One row over, Henry said quietly, “No birdfucking allowed.”

And a whispered chorus: “It's the law!'.'

He couldn't see anything else attacking. The probes had stopped firing. What had attacked them was gone. The gatherers were a row of statues, their ponchos drooping from raised arms, their hoods facing the oncoming pair of spectre birds. Jemmy stood last in line, arms raised high, a bird gun in one hand. Afield offirebirds spreads their wings to face an aggressor.

Spectre birds were fast. Like probes, they came in staggered stance. The range was too great for pellets. Jemmy held his fire while they closed. The birds slowed as if confused, then made for the middle of the line. Why weren't they veering? Jemmy held, held... aimed and fired at the lead bird.

He hit it. The bird flinched back and lifted its head. It was as big as a small man, with oversized ripping foreclaws, the forward-facing eyes of a predator, and a beak that was a hooked prybar on top, paired prongs underneath.

It came on. Jemmy shot it again, then shot the trailing bird. He had their attention now- The lead bird lunged at a gatherer's chest.

The gatherer whirled around at the last instant. The beak gashed his back, and he shrieked and tried to run. Then both birds were on him.
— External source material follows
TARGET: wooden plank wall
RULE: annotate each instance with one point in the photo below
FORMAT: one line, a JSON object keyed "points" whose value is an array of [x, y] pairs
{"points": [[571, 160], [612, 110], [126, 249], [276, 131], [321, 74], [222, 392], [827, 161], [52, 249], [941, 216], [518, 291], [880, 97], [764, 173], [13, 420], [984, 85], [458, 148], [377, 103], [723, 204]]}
Jemmy yelled and charged them, firing. One ran. Jemmy fired at the other bird. Its beak was deep in the gatherer's torso. Four quick shots emptied Jemmy's gun before the bird dropped its prey and ran.
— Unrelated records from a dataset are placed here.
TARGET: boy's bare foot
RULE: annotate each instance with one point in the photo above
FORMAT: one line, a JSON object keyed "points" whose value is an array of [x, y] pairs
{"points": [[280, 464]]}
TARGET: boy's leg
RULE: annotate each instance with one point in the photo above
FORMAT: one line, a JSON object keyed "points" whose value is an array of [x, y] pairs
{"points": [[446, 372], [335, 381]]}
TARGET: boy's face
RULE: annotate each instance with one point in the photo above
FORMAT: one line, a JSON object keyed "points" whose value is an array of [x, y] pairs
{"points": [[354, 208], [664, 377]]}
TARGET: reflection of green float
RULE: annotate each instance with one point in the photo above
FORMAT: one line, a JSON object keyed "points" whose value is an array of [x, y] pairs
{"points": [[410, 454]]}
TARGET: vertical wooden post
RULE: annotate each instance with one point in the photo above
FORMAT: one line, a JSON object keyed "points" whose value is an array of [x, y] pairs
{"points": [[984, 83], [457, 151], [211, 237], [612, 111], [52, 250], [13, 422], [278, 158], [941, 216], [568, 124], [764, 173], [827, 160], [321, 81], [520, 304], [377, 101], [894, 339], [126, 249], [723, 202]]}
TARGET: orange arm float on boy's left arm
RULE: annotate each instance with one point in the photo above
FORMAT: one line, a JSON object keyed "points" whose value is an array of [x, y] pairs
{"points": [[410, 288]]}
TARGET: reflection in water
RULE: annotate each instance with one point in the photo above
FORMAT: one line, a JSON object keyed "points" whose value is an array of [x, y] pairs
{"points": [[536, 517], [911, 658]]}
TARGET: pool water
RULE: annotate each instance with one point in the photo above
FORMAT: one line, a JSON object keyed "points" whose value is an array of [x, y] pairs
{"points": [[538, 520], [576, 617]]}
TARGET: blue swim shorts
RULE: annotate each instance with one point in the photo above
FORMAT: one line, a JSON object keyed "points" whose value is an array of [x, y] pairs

As each bird cleared the line of gatherers, Jemmy heard the nipsaw sound of the probes' weapons. Matter sprayed from the birds, blood and a chaff of feathers.

The probes' weapons didn't fire bullets: they fired streams of bullets. Jemmy tore his gaze away and ran to the fallen gatherer. Blood was flooding through holes in his poncho, and Jemmy couldn't doubt he was dead. When a probe shoved him aside, he gave way.

But he'd seen. It was Shimon.

Jemmy reloaded, looking about him. Where there were four spectre birds, there might be six or eight.

A hand snatched at his shoulder and pulled him around. The probe was a man with a full red beard. He snarled, “What did you think you were doing, shooting at a spectre? Bird guns aren't for things that big!”

Jemmy protested. “He was going after my man, man!”

“Take the pose!” The parole's chest heaved. He must have run flat out. “How often do you have to be taught? Take the pose and the bird thinks you're a firebird. Firebirds don't run, don't shout, don't shoot!”

“Shimon was posed! We were all posed. Why did it kill Shimon?” While I stood like a statue- “When the bird got close he tried to run.” The probe heaved in a ragged breath. “Lost his nerve. Yeah. They could have killed you all. That's why we're here.”

Jemmy had seen... but he said something safe. “Thanks, man. You took them out good.”

Redbeard turned without answering. He and the other probe spoke for a time. Jemmy waved the gatherers back to work; and they obeyed, fortunately; and he waited for orders.

Redbeard told him, “Take your people back to barracks. Four of you carry this one. Wait for us. We'll look around a little. There has to be a report.”